HIMSS Public Policy Considerations
The following are key HIMSS public policy considerations for considering SDOH and health equity needs through the use of cross-sector data and use of health information systems.
- Support the development of local or regional health and human services data platforms to share critical community information that can improve policy decision-making, public health research, and evidence-based interventions particularly for vulnerable populations.
- Integrate Healthy People 2030 health equity and health IT measures and coordinate with state and local governmental agencies to ensure community health improvement plans, state health IT plans/roadmaps reflect the use of modern health IT data and infrastructure needed to address SDOH and any emerging health threats.
- Convene a multi-disciplinary, state-led work group to develop recommendations on how information and technology can ensure a health information and technology in all policies approach, address social determinants of health and increase health equity.
- Support funding and modernization of your state’s public health data infrastructure to expand utilization of mapping software and other epidemiological tools to identify communities with highest needs and determine appropriate intervention and support secure data sharing between social and healthcare entities.
- Support innovation and use of secure mobile applications and SMS platforms to enable a healthier, safer lifestyle.
- Support state and regional HIEs to build connections to social care networks in order to create a statewide digital platform that enhances care coordination across the spectrum of care and informs public and private SDOH goals.
- Encourage community-based, cross-sector integration by leveraging telehealth and broadband programs as a mechanism to tackle social determinants of health.
Global Policies and Initiatives
Estonia has a national unique person identifier used across many sectors, which has helped immensely with interoperability, finding new insights in research, and clinical and social care.

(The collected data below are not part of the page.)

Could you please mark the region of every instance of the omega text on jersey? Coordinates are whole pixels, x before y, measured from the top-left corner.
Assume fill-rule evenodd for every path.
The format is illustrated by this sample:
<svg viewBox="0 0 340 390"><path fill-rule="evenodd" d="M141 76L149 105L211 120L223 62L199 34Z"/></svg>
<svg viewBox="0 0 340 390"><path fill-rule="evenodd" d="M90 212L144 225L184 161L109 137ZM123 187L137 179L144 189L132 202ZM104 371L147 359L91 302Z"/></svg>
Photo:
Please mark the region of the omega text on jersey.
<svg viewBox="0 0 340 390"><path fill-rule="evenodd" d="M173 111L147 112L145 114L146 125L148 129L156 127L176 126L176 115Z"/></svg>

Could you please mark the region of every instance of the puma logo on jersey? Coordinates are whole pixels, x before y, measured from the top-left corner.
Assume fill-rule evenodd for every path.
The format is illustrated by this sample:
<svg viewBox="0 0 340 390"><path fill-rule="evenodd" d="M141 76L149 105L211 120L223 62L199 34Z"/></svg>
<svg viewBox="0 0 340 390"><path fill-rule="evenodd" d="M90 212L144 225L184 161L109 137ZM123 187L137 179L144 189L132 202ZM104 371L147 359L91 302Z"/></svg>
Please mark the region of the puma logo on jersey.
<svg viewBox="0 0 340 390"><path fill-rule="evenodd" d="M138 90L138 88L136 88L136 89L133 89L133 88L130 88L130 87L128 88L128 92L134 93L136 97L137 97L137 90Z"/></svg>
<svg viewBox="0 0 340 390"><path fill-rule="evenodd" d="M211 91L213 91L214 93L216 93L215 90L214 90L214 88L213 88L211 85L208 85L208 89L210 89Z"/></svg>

Regardless of the sector, information is connected by a singular interoperable data exchange platform called X-Road. The platform saves over 800 years of working time annually for the Estonian population.
Estonia has established a Youth Guarantee Information System to identify at-risk youth. The system screens at the municipality level for risk factors and includes a data lookup in registries of education, vocation, training and child support. Through this information system, program leads identify and contact at-risk youth and connect them with case workers to ultimately connect them to work, education, or training opportunities. Due to its success, this program is currently in law and is an annual process.
New Zealand has stood up what may be a global model for addressing SDOH. The New Zealand Wellbeing Budget focuses on improving the quality of their citizen’s lives by addressing five priorities. One of those priorities is “supporting a thriving nation in the digital age through innovation, social and economic opportunities.” New Zealand’s efforts offer a growing model to watch given possible applicability across a number of municipalities.